A conversa vira-se também para os ouvintes mais jovens – a demografia para a qual ela uma vez comercializou. Parece loucura que a Gen Z talvez nem saiba quem é Vanessa Carlton. Ela, juntamente com Avril Lavigne e Michelle Branch, definiu uma era para milénios – lembro-me distintamente de estar deitada de barriga para baixo na minha colcha de retalhos de cerâmica, absorvendo o humor de Be Not Nobody (eu não era ninguém?); uma garota da minha classe de inglês do ensino médio letrada ‘White Houses’ em um poema que ela escreveu sobre perder sua própria virgindade no verão anterior.
Mas os ouvintes lutando pela auto-descoberta na adolescência hoje – embora talvez de uma forma menos angustiada do que os bebês dos anos 90 – é o Gen Z. Eu pergunto o que Carlton pensa deles. “O que são os Gen-Zers?”, ela responde. “Eu sou velho.” Eu digo que acho que eles têm entre 9 e 17 anos. Na verdade, são qualquer um com menos de 22 anos, mas a resposta dela faz todo o sentido. “Eu diria a eles que eles vão mudar o mundo. Nós estamos a foder este planeta. Caberá a eles preservar os direitos humanos ao redor do mundo”
Um mês ou mais após nossa entrevista, “A Thousand Miles” carrega na minha fila recomendada no Spotify (naturalmente eu tenho escutado Carlton em repetição durante o processo de escrita deste artigo). O título icônico nunca foi destinado a ser: “Se o tivesse à minha maneira, aquela canção chamar-se-ia ‘Interlude'”, diz ela. “O pequeno riff lá dentro soou como um pequeno interlúdio entre as canções. Talvez seja uma ideia de merda, mas tanto faz.” Talvez seja uma das primeiras vezes em que o Carlton percebeu que a sua visão artística nem sempre se concretizaria – talvez uma das primeiras vezes em que desejou ter falado, e talvez um momento que a definisse como uma voz na música e no activismo.

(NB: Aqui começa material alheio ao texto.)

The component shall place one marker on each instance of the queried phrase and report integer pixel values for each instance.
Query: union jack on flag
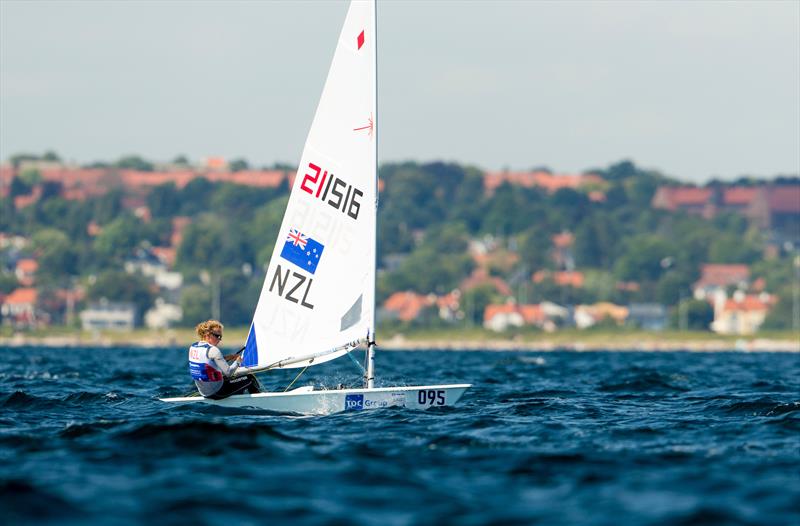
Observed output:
(302, 250)
(297, 238)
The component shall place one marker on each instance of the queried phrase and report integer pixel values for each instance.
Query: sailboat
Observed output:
(318, 298)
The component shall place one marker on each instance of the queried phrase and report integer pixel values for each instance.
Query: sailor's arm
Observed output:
(219, 360)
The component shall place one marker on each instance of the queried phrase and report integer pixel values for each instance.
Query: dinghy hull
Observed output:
(308, 401)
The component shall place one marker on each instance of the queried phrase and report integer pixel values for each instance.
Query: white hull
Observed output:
(307, 401)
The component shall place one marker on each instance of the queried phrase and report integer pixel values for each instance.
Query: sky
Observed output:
(696, 90)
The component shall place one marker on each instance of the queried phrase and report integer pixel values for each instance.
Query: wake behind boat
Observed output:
(318, 298)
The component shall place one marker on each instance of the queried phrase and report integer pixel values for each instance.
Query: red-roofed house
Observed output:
(179, 223)
(777, 208)
(407, 305)
(22, 201)
(480, 277)
(687, 198)
(588, 315)
(742, 314)
(768, 207)
(500, 317)
(547, 181)
(19, 307)
(543, 315)
(716, 277)
(165, 254)
(562, 278)
(26, 271)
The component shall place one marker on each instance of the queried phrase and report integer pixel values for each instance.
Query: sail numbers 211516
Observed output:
(343, 197)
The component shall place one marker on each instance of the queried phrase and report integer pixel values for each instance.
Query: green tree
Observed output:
(120, 237)
(732, 248)
(8, 282)
(474, 302)
(57, 256)
(195, 304)
(134, 162)
(642, 259)
(164, 200)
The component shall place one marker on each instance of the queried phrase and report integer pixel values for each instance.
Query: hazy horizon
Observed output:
(695, 90)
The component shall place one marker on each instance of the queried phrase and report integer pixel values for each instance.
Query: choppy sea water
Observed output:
(542, 438)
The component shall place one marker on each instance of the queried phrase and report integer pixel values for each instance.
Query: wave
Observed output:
(24, 503)
(23, 400)
(644, 381)
(212, 435)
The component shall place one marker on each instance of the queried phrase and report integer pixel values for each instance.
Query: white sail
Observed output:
(318, 296)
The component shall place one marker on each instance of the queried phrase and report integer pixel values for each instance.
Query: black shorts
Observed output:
(240, 385)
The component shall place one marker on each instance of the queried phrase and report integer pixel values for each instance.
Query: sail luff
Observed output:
(319, 286)
(371, 344)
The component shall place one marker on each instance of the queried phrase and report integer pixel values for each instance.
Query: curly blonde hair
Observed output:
(207, 327)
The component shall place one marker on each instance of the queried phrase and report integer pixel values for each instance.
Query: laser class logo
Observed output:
(353, 402)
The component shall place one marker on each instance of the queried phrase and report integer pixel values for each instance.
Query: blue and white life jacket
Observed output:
(200, 366)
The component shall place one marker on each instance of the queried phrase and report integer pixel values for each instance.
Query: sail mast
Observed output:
(371, 345)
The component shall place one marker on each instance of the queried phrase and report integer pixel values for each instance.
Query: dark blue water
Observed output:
(554, 438)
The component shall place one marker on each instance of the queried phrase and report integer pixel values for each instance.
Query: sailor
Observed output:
(212, 375)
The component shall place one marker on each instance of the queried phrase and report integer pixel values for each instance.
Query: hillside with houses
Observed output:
(134, 243)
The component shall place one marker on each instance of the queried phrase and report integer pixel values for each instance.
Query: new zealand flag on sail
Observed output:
(302, 250)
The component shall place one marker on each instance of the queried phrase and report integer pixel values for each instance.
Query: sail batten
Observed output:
(319, 288)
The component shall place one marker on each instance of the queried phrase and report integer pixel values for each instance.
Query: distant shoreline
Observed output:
(449, 340)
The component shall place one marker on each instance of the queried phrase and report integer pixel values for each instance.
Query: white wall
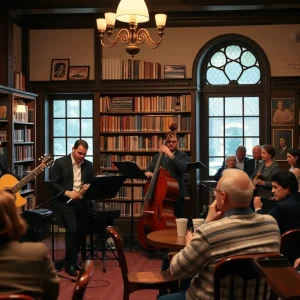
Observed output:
(45, 45)
(179, 46)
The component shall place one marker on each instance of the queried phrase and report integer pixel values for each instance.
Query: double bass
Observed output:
(161, 194)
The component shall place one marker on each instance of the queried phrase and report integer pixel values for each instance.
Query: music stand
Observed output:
(132, 171)
(101, 189)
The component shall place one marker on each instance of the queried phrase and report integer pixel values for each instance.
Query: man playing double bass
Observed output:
(175, 162)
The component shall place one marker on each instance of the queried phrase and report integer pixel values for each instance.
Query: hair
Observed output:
(241, 147)
(12, 226)
(237, 192)
(173, 131)
(270, 149)
(286, 179)
(230, 156)
(296, 153)
(82, 143)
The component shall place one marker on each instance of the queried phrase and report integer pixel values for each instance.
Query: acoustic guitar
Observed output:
(13, 185)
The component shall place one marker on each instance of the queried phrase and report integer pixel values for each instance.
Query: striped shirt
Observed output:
(240, 231)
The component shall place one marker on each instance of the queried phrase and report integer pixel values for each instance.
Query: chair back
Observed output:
(15, 296)
(83, 279)
(241, 266)
(290, 245)
(121, 256)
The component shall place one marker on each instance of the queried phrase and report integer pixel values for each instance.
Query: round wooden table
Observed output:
(166, 239)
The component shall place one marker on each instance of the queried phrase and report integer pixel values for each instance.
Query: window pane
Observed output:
(59, 127)
(87, 127)
(216, 107)
(215, 163)
(231, 145)
(233, 106)
(87, 108)
(216, 126)
(59, 146)
(59, 109)
(73, 127)
(233, 126)
(251, 106)
(216, 147)
(73, 109)
(251, 127)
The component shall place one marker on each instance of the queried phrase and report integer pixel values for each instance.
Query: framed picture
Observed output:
(59, 69)
(174, 71)
(79, 73)
(283, 111)
(282, 142)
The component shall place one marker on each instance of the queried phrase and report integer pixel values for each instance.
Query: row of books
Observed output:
(139, 143)
(23, 152)
(144, 123)
(115, 68)
(146, 103)
(106, 160)
(22, 135)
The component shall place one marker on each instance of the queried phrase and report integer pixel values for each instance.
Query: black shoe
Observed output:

Estou curioso em saber como teria sido o curso da história pop se “A Thousand Miles” tivesse sido intitulado “Interlude? Esse título teria dominado as estações de rádio (numa época em que as pessoas ainda confiavam na rádio para novas músicas) em todo o país? Teria elevado Carlton ao status de nome de família? Será que Terry Crews ainda teria feito uma interpretação memorável da canção nos White Chicks de 2004? Não posso dizer, mas aposto que de alguma forma – talvez por um caminho de diversão – ela ainda estaria exatamente onde ela está agora.
Este artigo não era para ser uma armadilha de nostalgia (embora eu admita, às vezes eu já me indulgenciei) – é um olhar sobre como o caminho de Carlton a moldou na artista que ela é hoje, e para onde ela ainda tem que ir. Ela pode não estar indo para lá em um piano voador, mas eu considero tudo ainda mais emocionante por essa razão.
A última faixa em Love Is An Art é uma faixa bónus intitulada “Break to Save.” Ela fecha com estas linhas: “Eu saio para me redefinir / Mas eu amo-te e deixo-te ir.” Algumas coisas podem nunca mudar – esta é outra das muitas cartas de amor do Carlton, suave e dolorosa e inegavelmente verdadeira. Embora eu tenha de me perguntar se esta é para ela mesma.